Higgins R, Peitzman A B, Reidy M, Stapczynski S, Steed D L, Webster M W
Department of Surgery, University of Pittsburgh School of Medicine, Pennyslvania 15261.
Ann Emerg Med. 1988 Mar;17(3):284-7. doi: 10.1016/s0196-0644(88)80125-2.
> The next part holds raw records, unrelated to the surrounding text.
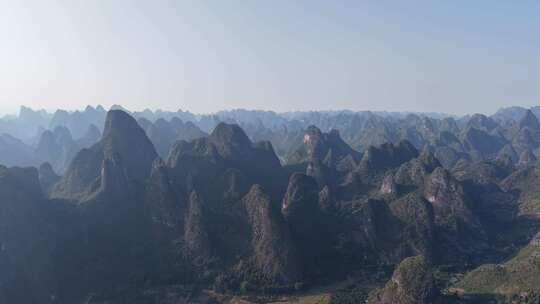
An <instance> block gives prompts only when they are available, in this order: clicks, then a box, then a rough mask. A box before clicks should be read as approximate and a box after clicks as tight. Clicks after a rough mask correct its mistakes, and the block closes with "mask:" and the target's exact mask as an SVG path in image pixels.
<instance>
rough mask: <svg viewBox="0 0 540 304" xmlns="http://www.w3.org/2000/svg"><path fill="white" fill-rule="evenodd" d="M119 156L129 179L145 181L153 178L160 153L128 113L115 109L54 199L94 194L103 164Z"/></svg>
mask: <svg viewBox="0 0 540 304" xmlns="http://www.w3.org/2000/svg"><path fill="white" fill-rule="evenodd" d="M117 156H119V158H121V159H122V162H123V166H124V169H125V171H126V172H125V173H126V177H127V178H128V179H130V180H144V179H146V178H147V177H148V176H149V175H150V171H151V168H152V163H153V162H154V160H155V159H156V158H157V153H156V151H155V149H154V146H153V145H152V143H151V142H150V140H149V139H148V137H146V134H145V133H144V131H143V130H142V129H141V128H140V127H139V125H138V124H137V122H136V121H135V120H134V119H133V118H132V117H131V116H129V115H128V114H127V113H125V112H122V111H119V110H114V111H110V112H109V113H108V114H107V119H106V122H105V128H104V131H103V136H102V138H101V140H100V141H99V142H98V143H97V144H95V145H94V146H92V147H91V148H88V149H83V150H81V151H80V152H79V153H77V155H76V156H75V158H74V159H73V161H72V162H71V164H70V166H69V168H68V170H67V171H66V173H65V174H64V176H63V178H62V180H61V181H60V182H59V184H58V185H56V187H55V189H54V191H53V196H54V197H60V198H73V199H84V198H85V197H86V196H88V195H90V194H91V192H92V191H93V190H92V189H91V187H89V186H90V185H93V184H95V183H96V180H97V179H98V178H99V177H100V175H101V172H100V168H101V167H102V163H104V161H105V160H107V159H108V160H112V159H114V158H117ZM106 163H107V162H106ZM107 164H108V163H107Z"/></svg>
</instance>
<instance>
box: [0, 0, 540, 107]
mask: <svg viewBox="0 0 540 304" xmlns="http://www.w3.org/2000/svg"><path fill="white" fill-rule="evenodd" d="M539 16H540V1H495V0H493V1H437V0H429V1H383V0H374V1H326V0H325V1H316V0H312V1H293V0H286V1H234V0H227V1H203V0H193V1H157V0H152V1H151V0H147V1H136V0H129V1H127V0H126V1H122V0H102V1H100V0H84V1H77V0H69V1H46V0H36V1H25V0H13V1H10V0H3V1H0V111H2V112H6V111H11V112H13V111H15V110H16V109H17V108H18V107H19V106H20V105H21V104H25V105H28V106H32V107H35V108H47V109H56V108H70V109H75V108H82V107H84V106H85V105H86V104H93V105H96V104H102V105H104V106H110V105H112V104H115V103H119V104H122V105H124V106H126V107H128V108H131V109H137V110H138V109H143V108H146V107H149V108H165V109H169V110H177V109H180V108H181V109H185V110H191V111H194V112H211V111H215V110H221V109H230V108H239V107H242V108H248V109H269V110H276V111H288V110H310V109H313V110H319V109H325V110H327V109H352V110H391V111H441V112H448V113H457V114H459V113H465V112H484V113H492V112H494V111H495V110H496V109H497V108H499V107H501V106H508V105H523V106H531V105H540V18H539Z"/></svg>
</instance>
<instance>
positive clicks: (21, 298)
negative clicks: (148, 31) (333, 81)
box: [0, 106, 540, 304]
mask: <svg viewBox="0 0 540 304" xmlns="http://www.w3.org/2000/svg"><path fill="white" fill-rule="evenodd" d="M538 114H540V108H532V109H523V108H517V107H515V108H506V109H501V110H500V111H498V112H497V113H496V114H494V115H493V116H490V117H488V116H485V115H481V114H474V115H468V116H464V117H451V116H444V115H435V114H409V113H407V114H404V113H377V112H350V111H341V112H297V113H283V114H278V113H274V112H265V111H247V110H234V111H226V112H218V113H215V114H212V115H194V114H191V113H189V112H181V111H180V112H164V111H155V112H152V111H143V112H133V113H130V112H128V111H126V110H125V109H123V108H121V107H120V106H115V107H114V109H112V110H109V111H106V110H105V109H103V108H102V107H98V108H92V107H87V108H86V109H85V110H84V111H80V112H67V111H57V112H56V113H54V114H49V113H46V112H44V111H33V110H31V109H28V108H22V109H21V114H20V115H19V117H17V118H9V119H3V120H1V121H0V130H1V132H2V135H1V136H0V164H2V166H0V303H47V304H48V303H51V304H52V303H298V302H295V301H304V303H321V301H322V303H366V301H367V302H368V303H378V304H382V303H385V304H386V303H387V304H390V303H397V304H409V303H410V304H412V303H426V304H427V303H497V302H496V301H499V303H501V302H502V303H538V302H534V301H538V300H540V284H538V283H539V281H538V277H540V266H539V265H540V254H539V252H540V249H538V248H540V247H539V246H540V241H539V239H540V237H539V234H538V233H539V232H540V173H539V172H540V163H539V162H538V158H539V157H540V122H539V120H538V117H537V115H538ZM317 294H325V295H326V296H321V298H317V299H319V300H320V301H319V300H317V301H318V302H306V301H309V299H313V297H314V296H316V295H317ZM321 299H322V300H321ZM323 300H324V301H326V302H324V301H323ZM505 301H506V302H505ZM520 301H521V302H520Z"/></svg>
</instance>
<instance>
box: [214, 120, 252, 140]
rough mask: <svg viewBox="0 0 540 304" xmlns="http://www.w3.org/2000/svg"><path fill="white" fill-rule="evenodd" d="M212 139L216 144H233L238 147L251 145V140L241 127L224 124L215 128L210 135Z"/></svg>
mask: <svg viewBox="0 0 540 304" xmlns="http://www.w3.org/2000/svg"><path fill="white" fill-rule="evenodd" d="M210 139H211V140H212V142H214V143H232V144H235V145H238V146H249V145H251V140H250V139H249V138H248V136H247V135H246V133H245V132H244V130H242V128H240V126H238V125H237V124H228V123H224V122H221V123H219V124H218V125H217V126H216V127H215V128H214V131H212V134H210Z"/></svg>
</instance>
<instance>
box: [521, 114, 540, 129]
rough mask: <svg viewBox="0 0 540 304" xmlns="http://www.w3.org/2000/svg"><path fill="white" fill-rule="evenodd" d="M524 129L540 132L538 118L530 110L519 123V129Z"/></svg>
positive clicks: (524, 114)
mask: <svg viewBox="0 0 540 304" xmlns="http://www.w3.org/2000/svg"><path fill="white" fill-rule="evenodd" d="M525 127H527V128H529V129H531V130H540V122H538V118H537V117H536V115H534V113H533V112H532V111H531V110H527V112H525V114H524V115H523V117H522V118H521V119H520V121H519V128H520V129H523V128H525Z"/></svg>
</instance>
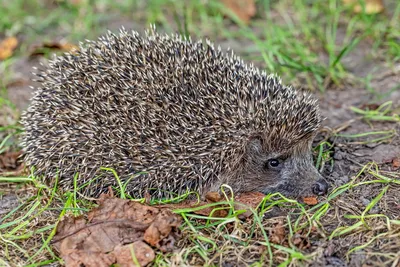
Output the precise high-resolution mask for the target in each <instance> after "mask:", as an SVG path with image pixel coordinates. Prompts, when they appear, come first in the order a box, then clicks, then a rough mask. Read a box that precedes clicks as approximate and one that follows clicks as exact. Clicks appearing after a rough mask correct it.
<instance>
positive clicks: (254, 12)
mask: <svg viewBox="0 0 400 267" xmlns="http://www.w3.org/2000/svg"><path fill="white" fill-rule="evenodd" d="M221 2H222V3H223V4H224V5H225V6H226V7H227V8H229V9H230V10H231V11H232V12H233V13H234V14H235V15H236V16H237V17H238V18H239V19H240V20H241V21H243V22H244V23H246V24H247V23H249V21H250V19H251V18H252V17H253V16H254V15H255V14H256V5H255V3H254V0H221Z"/></svg>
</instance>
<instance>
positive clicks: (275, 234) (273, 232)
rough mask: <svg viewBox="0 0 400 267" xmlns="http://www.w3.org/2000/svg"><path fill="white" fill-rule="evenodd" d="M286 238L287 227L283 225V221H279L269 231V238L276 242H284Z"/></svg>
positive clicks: (277, 243) (269, 238) (272, 242)
mask: <svg viewBox="0 0 400 267" xmlns="http://www.w3.org/2000/svg"><path fill="white" fill-rule="evenodd" d="M285 238H286V231H285V227H284V226H283V222H282V221H279V222H278V224H276V225H275V226H274V227H273V228H271V229H270V231H269V240H270V241H271V242H272V243H275V244H280V245H281V244H282V243H283V242H284V241H285Z"/></svg>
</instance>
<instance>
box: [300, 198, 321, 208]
mask: <svg viewBox="0 0 400 267" xmlns="http://www.w3.org/2000/svg"><path fill="white" fill-rule="evenodd" d="M303 202H304V203H306V204H307V205H310V206H313V205H317V204H318V199H317V197H314V196H312V197H304V198H303Z"/></svg>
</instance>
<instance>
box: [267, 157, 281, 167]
mask: <svg viewBox="0 0 400 267" xmlns="http://www.w3.org/2000/svg"><path fill="white" fill-rule="evenodd" d="M279 163H280V162H279V160H278V159H269V160H268V161H267V166H268V168H276V167H278V166H279Z"/></svg>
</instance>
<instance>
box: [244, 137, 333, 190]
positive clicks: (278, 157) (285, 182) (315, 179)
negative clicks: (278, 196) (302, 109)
mask: <svg viewBox="0 0 400 267" xmlns="http://www.w3.org/2000/svg"><path fill="white" fill-rule="evenodd" d="M265 143H268V142H264V144H265ZM244 162H245V164H244V166H243V169H242V170H241V172H242V173H241V175H240V176H241V177H242V181H243V182H244V185H241V190H240V191H259V192H261V193H264V194H267V193H273V192H280V193H282V194H283V195H286V196H290V197H298V196H311V195H323V194H325V193H326V192H327V189H328V184H327V183H326V182H325V180H324V179H323V178H322V176H321V175H320V174H319V173H318V171H317V169H316V168H315V167H314V165H313V160H312V155H311V140H307V141H306V142H302V143H300V144H299V143H297V144H294V145H293V146H290V147H289V148H288V149H285V150H282V149H280V150H279V151H277V149H273V148H270V147H268V146H265V145H263V142H262V140H261V139H257V138H255V139H252V140H251V141H249V143H248V146H247V152H246V154H245V159H244Z"/></svg>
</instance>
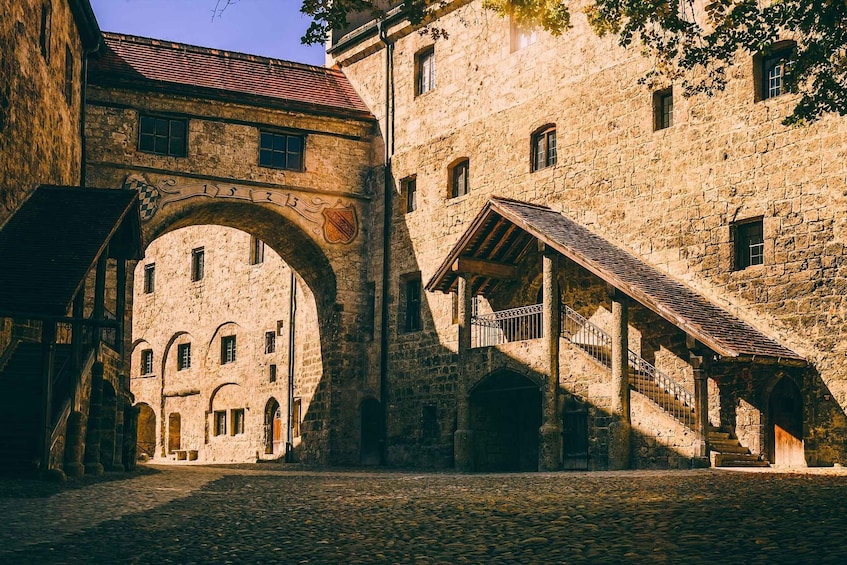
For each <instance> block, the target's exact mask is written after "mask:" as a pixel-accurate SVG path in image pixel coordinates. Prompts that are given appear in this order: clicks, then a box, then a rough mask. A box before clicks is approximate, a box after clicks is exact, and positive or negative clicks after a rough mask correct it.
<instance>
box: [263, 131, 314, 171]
mask: <svg viewBox="0 0 847 565" xmlns="http://www.w3.org/2000/svg"><path fill="white" fill-rule="evenodd" d="M303 145H304V144H303V137H302V136H299V135H290V134H286V133H273V132H269V131H260V132H259V166H260V167H268V168H271V169H285V170H288V171H302V170H303Z"/></svg>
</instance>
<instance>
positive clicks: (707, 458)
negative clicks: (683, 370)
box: [688, 350, 710, 467]
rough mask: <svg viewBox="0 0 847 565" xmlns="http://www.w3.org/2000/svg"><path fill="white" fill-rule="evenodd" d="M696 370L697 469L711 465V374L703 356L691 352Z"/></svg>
mask: <svg viewBox="0 0 847 565" xmlns="http://www.w3.org/2000/svg"><path fill="white" fill-rule="evenodd" d="M688 357H689V363H690V364H691V368H692V369H694V429H695V431H696V432H697V439H696V440H695V444H694V460H693V465H694V466H695V467H708V466H709V465H710V463H709V374H708V371H707V370H706V367H705V366H704V363H703V356H702V355H697V354H696V353H695V351H693V350H691V351H689V354H688Z"/></svg>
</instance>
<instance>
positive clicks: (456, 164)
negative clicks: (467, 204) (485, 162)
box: [450, 159, 470, 198]
mask: <svg viewBox="0 0 847 565" xmlns="http://www.w3.org/2000/svg"><path fill="white" fill-rule="evenodd" d="M469 173H470V161H468V160H467V159H464V160H462V161H459V162H458V163H456V164H455V165H453V167H452V168H451V169H450V197H451V198H456V197H457V196H464V195H465V194H467V193H468V175H469Z"/></svg>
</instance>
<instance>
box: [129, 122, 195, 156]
mask: <svg viewBox="0 0 847 565" xmlns="http://www.w3.org/2000/svg"><path fill="white" fill-rule="evenodd" d="M163 122H164V123H165V125H166V127H167V132H166V133H162V132H161V131H159V126H160V125H162V123H163ZM151 123H152V124H153V131H152V132H151V131H145V130H146V129H148V128H147V127H145V124H151ZM175 124H179V125H180V126H181V128H182V135H181V136H179V135H176V134H175V133H174V131H173V128H174V125H175ZM162 139H164V140H165V146H166V149H164V150H163V149H159V148H158V147H157V141H158V140H162ZM147 140H151V141H152V148H145V144H146V143H147ZM137 141H138V145H137V147H138V151H140V152H141V153H149V154H151V155H159V156H162V157H185V156H187V155H188V120H187V119H186V118H178V117H174V116H163V115H159V114H143V113H139V114H138V140H137ZM174 141H178V142H179V146H178V148H177V150H172V148H173V146H172V144H173V142H174Z"/></svg>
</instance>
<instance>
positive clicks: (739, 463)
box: [709, 428, 770, 467]
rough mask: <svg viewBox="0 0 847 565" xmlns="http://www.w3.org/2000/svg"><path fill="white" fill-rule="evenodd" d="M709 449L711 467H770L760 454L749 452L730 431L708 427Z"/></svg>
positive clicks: (723, 429) (739, 441)
mask: <svg viewBox="0 0 847 565" xmlns="http://www.w3.org/2000/svg"><path fill="white" fill-rule="evenodd" d="M709 450H710V452H711V453H710V455H711V459H712V466H713V467H770V463H768V462H767V461H765V460H763V459H762V458H761V457H760V456H758V455H754V454H752V453H750V450H749V449H747V448H746V447H744V446H743V445H741V442H740V441H738V438H736V437H735V436H734V435H733V434H732V433H731V432H729V431H727V430H724V429H720V428H709Z"/></svg>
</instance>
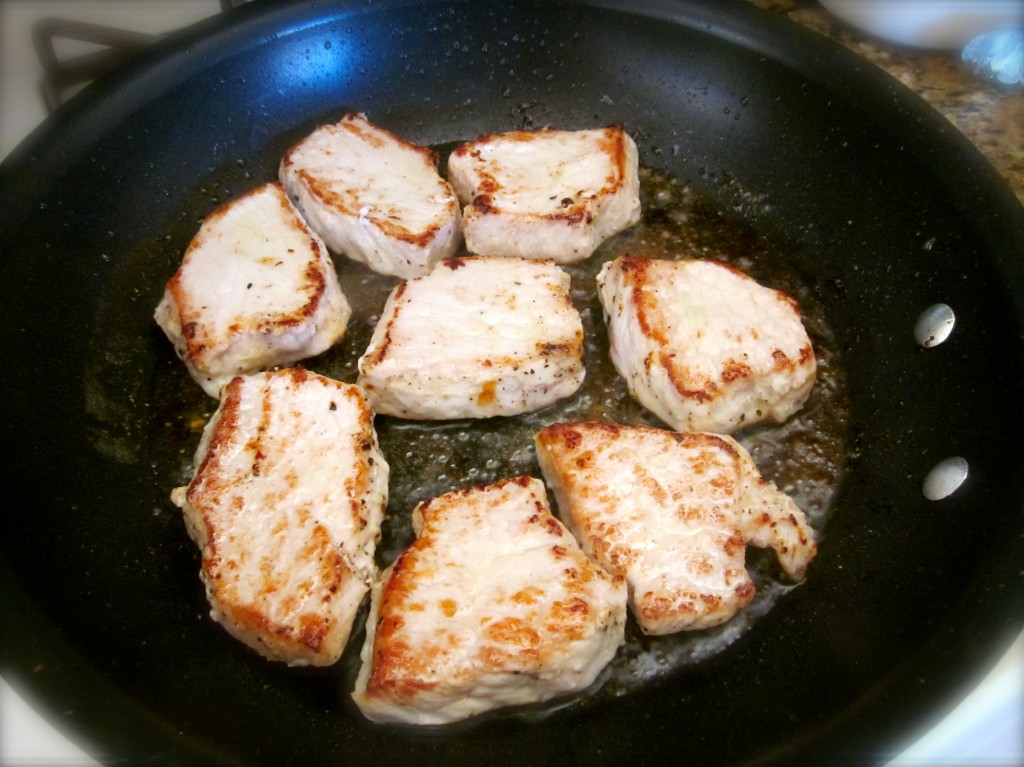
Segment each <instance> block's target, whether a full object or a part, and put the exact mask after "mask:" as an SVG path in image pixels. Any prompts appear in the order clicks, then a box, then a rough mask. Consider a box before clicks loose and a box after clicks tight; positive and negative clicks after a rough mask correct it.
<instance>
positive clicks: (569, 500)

Rupture of an abdominal aortic aneurysm often presents with a pulsatile abdominal mass, abdominal pain, and hypotension. Recent clinical reports describe patients with less apparent clinical signs and symptoms who were found later in their evaluation to have a contained rupture of an abdominal aortic aneurysm. Even more unusual is a chronic contained rupture of an abdominal aortic aneurysm. Our patient had a chronic contained rupture of an abdominal aortic aneurysm that presented with erosion into the lumbar vertebral bodies and subsequent lumbar neuropathy. CT scan confirmed the contained rupture of the aortic aneurysm and the patient underwent successful repair of his aortic aneurysm. Our report discusses the significance of atypical presentations of abdominal aortic aneurysm rupture and the importance of prompt diagnosis and definitive repair.
腹主动脉瘤破裂常表现为搏动性腹部肿块、腹痛和低血压。近期临床报告描述了一些患者,其临床体征和症状不太明显,在评估后期才发现患有腹主动脉瘤局限性破裂。更不常见的是腹主动脉瘤慢性局限性破裂。我们的患者患有腹主动脉瘤慢性局限性破裂,表现为侵蚀腰椎椎体并继发腰神经病变。CT扫描证实了主动脉瘤的局限性破裂,患者接受了主动脉瘤的成功修复。我们的报告讨论了腹主动脉瘤破裂非典型表现的意义以及及时诊断和确定性修复的重要性。